I’ve been at a loss over how to effectively parent one of my four kids.  My youngest adopted child is 7 years old according to the calendar, but she is behaving like she’s 4. I’m not the problem, but I’m the one in therapy. Go figure.

You learn a lot in therapy. Age 0-3 years is where kids begin building up their brain as it relates to survival.  The most basic question is: “Will my needs be met?”.  Normally, a stable family environment is sufficient to address a child’s needs.  In other environments, such as an orphanage, survival is different.  Survival delays a child’s development in areas of long-term memory, cause-effect correlation and the ability to predict.

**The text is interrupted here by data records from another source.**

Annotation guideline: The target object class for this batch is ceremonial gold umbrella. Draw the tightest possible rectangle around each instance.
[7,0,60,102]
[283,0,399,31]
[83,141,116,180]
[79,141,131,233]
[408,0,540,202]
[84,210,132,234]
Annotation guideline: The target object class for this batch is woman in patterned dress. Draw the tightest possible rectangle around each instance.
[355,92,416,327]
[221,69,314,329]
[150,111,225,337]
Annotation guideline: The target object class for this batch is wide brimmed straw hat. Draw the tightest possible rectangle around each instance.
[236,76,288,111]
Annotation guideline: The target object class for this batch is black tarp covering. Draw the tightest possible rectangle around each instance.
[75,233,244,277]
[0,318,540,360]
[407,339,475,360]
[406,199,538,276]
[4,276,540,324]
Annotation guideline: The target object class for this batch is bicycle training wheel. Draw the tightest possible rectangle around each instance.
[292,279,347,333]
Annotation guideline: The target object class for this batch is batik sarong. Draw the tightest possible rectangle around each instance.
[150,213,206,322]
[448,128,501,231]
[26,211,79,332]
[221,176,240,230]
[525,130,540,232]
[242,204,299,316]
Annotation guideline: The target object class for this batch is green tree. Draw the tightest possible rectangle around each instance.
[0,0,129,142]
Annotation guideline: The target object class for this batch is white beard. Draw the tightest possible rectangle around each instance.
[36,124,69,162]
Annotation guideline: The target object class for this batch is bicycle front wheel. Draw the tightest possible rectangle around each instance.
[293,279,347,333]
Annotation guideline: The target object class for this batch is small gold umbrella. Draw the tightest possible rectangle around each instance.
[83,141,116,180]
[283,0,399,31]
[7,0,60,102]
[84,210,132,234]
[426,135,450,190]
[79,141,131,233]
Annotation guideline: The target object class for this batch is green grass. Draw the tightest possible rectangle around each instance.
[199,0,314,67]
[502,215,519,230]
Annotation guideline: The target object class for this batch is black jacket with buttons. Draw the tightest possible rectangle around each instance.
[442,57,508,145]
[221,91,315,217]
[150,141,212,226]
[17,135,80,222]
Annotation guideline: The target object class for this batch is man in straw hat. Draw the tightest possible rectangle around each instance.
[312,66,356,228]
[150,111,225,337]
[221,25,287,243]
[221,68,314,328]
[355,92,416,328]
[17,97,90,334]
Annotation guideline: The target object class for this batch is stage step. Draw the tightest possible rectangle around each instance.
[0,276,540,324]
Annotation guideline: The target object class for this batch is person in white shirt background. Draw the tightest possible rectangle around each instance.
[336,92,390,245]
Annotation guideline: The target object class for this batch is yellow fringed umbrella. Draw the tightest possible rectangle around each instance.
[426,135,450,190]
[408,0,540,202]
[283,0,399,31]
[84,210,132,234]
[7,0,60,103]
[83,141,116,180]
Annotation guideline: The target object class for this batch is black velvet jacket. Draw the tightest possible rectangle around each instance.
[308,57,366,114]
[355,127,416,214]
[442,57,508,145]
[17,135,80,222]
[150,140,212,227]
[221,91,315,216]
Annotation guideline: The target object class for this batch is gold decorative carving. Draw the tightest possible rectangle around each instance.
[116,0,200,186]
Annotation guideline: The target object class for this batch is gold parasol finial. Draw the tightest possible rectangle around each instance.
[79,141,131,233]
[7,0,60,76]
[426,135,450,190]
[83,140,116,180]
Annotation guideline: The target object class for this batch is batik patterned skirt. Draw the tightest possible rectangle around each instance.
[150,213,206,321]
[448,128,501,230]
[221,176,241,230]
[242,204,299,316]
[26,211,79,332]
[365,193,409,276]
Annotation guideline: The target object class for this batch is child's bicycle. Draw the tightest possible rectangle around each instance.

You can’t run before you walk.  I’ve learned that my expectations were unrealistic. I’m treating her by her calendar age (7yo), when she can only function at her developmental age (4 yo).  I’ve had to unlearn my assumptions and go back to the basics – covering things my child hasn’t learned. There is no class to send her to, no pill she can take, and no short cut.  It simply requires a different perspective – and a lot of time and attention.

Figuring out how to handle people challenges usually requires a different perspective, time and attention.

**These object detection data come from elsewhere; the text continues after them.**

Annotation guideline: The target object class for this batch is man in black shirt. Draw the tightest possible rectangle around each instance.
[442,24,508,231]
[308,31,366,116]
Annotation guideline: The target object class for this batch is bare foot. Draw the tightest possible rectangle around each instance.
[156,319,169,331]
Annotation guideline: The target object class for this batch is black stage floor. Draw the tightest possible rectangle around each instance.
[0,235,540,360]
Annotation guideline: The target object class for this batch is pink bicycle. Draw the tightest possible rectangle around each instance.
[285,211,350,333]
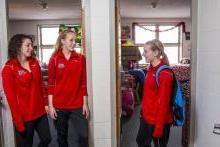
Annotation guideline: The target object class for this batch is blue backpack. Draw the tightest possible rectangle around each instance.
[155,65,186,127]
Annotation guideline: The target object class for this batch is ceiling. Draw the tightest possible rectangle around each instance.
[120,0,192,18]
[9,0,191,20]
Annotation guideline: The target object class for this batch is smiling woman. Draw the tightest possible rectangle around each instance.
[4,0,87,146]
[116,0,191,147]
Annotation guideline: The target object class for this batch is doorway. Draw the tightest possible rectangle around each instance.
[116,0,192,147]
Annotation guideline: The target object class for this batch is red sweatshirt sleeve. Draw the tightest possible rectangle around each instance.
[48,57,56,95]
[2,65,25,132]
[153,70,173,138]
[39,65,48,106]
[81,56,88,96]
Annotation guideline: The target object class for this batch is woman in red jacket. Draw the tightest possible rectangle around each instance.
[136,39,173,147]
[48,30,89,147]
[2,34,51,147]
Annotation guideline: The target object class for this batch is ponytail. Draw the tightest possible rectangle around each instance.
[145,39,169,65]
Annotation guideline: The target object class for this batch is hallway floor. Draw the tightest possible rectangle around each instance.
[121,106,182,147]
[33,117,78,147]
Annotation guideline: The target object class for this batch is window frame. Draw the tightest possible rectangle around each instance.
[132,22,183,63]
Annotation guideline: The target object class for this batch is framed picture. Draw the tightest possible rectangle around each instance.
[121,26,131,40]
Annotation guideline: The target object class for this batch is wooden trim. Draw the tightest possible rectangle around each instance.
[115,0,122,147]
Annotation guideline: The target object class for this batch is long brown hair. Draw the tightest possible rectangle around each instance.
[145,39,169,65]
[54,30,76,54]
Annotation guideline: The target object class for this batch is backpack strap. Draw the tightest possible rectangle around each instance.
[155,65,172,87]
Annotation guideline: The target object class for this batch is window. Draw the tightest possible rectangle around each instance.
[133,24,182,64]
[38,25,81,64]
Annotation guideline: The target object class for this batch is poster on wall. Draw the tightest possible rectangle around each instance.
[121,26,131,40]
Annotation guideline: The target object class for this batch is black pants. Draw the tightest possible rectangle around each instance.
[54,109,89,147]
[16,115,51,147]
[136,118,171,147]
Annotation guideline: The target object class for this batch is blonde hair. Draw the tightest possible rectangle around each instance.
[145,39,169,65]
[54,30,76,54]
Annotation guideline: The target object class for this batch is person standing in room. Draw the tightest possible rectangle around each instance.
[48,30,89,147]
[2,34,51,147]
[136,39,174,147]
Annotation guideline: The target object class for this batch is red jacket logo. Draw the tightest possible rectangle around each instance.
[58,63,65,69]
[18,70,25,76]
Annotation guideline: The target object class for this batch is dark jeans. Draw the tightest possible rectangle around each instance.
[136,118,171,147]
[16,115,51,147]
[54,109,89,147]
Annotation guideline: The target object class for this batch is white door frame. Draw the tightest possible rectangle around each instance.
[0,0,198,147]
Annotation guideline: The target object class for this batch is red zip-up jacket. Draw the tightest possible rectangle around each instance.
[142,60,173,137]
[48,49,88,109]
[2,58,47,132]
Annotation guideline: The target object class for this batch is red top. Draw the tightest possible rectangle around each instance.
[142,61,173,137]
[2,58,47,131]
[48,49,88,109]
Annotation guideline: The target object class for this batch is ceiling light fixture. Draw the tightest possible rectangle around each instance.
[38,0,48,10]
[151,0,159,8]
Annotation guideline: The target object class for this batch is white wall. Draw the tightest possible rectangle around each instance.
[121,18,191,58]
[83,0,116,147]
[193,0,220,147]
[8,19,81,45]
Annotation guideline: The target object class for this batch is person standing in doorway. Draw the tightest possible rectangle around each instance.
[2,34,51,147]
[48,30,89,147]
[136,39,174,147]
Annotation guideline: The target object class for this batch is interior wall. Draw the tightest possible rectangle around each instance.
[193,0,220,147]
[121,17,192,58]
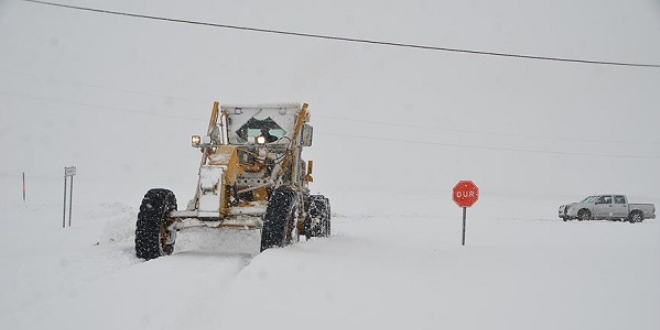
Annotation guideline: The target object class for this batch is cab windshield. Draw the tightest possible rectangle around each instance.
[580,196,598,204]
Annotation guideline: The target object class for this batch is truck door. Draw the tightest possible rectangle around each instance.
[594,195,615,219]
[613,195,629,219]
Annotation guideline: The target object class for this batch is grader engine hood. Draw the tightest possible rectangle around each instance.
[198,145,241,218]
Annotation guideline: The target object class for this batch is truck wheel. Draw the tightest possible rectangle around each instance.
[628,211,644,223]
[305,195,331,239]
[578,209,591,221]
[261,187,296,251]
[135,189,177,260]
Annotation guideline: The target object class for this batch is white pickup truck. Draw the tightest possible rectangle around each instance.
[559,195,655,223]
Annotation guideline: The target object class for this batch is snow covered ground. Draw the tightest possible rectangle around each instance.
[0,0,660,330]
[0,194,660,329]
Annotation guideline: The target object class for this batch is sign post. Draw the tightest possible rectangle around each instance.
[452,180,479,245]
[62,166,76,228]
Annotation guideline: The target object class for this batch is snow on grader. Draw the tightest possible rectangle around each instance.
[135,102,331,260]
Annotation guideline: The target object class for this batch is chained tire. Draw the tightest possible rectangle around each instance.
[261,187,296,251]
[135,189,177,260]
[305,195,332,239]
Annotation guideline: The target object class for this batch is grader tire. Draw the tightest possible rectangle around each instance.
[135,189,177,260]
[261,187,296,251]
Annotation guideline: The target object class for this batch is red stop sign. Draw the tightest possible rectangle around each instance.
[452,180,479,207]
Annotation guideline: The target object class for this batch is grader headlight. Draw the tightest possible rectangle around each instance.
[190,135,202,147]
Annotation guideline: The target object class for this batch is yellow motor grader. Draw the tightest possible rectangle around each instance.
[135,102,331,260]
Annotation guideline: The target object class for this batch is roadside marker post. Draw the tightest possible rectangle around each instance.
[62,166,76,228]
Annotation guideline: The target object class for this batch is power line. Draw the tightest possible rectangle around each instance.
[21,0,660,68]
[6,65,660,145]
[315,115,660,145]
[320,132,660,159]
[6,90,660,159]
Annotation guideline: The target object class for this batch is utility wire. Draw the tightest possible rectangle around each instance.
[21,0,660,68]
[319,132,660,159]
[315,115,660,145]
[0,90,660,159]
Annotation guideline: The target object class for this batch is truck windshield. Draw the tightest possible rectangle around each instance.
[580,196,598,204]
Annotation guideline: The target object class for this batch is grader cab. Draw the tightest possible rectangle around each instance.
[135,102,331,260]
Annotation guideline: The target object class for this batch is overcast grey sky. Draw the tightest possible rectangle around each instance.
[0,0,660,211]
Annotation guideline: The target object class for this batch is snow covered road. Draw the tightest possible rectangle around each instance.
[0,200,660,329]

Does your recruiter have a challenging hiring manager?  Note that I’m not talking about a difficult search – but client management problems.  Most managers operate in a survival-mode; they are hiring to solve a problem, not necessarily to build a world-class team.  Being stuck in a downward cycle of frustration, complaints, and no future change in sight, may be sign that “therapy” is in order. If so, prescribe some to your recruiter before you lose the client, your recruiter, and your street cred.

I’m not a therapist, but I play one when teaching and coaching recruiters.  Here are some areas to discuss with your recruiter when you sit down with them:

  • A different perspective.  Assumptions can hurt.  Just because you have a hiring manager doesn’t mean they have hired at all, let alone hired well before.  They may be in pure survival mode at this time. They may have had the worst experience with previous recruiters, or never been taught the right way to interview someone.  No matter how experienced they appear to be, the title they hold, or how eloquent they speak – you cannot assume they know how to be a contributing partner in their hire.
  • Time. Perhaps, you’ve been a student of recruiting.  Now you need to turn your challenging manager into your thesis.  This involves time.  When was the last time you sat down with them over coffee or lunch?  Do you know what their world looks like from their perspective?  Attend the team meeting with his/her peers. Take a class in their discipline – my team found a project management helped us communicate better with our employee population who are mostly engineers.  Being able to speak their language or use processes that are familiar can make a big difference in understanding the skills needed for a new hire and how everyone works together.

 

  • Attention.  Recruiters take off running with their req hell-bent on the offer finish line.  The problem is they can only go as fast as their hiring manager—so it’s more of three-legged race.  John Chambers, CEO of Cisco, vblogs because he cannot do as well penning his communications.  What impediments does your hiring manager have in your recruiting process?  Are they constantly travelling? Not clear on their vision for this role?  Don’t think they need to sell the role to candidate?  Prefers voice communication to email (harder to document)?  Address those details.  Help them to walk better before you start the flurry of candidate slates.

As you help your recruiter handle those challenging hiring managers, both you and your recruiter(s) will be sought after more and more.  That’s good – no matter what economy we’re in.

 
  • http://profiles.google.com/thebiggamehunter Jeff Altman

    Actually, the adults should be the ones in therapy. Usually there is an issue between the parents that is evoking the behavior in the child. Thus, although the child is what is called, “the presenting problem,” the adults are in therapy.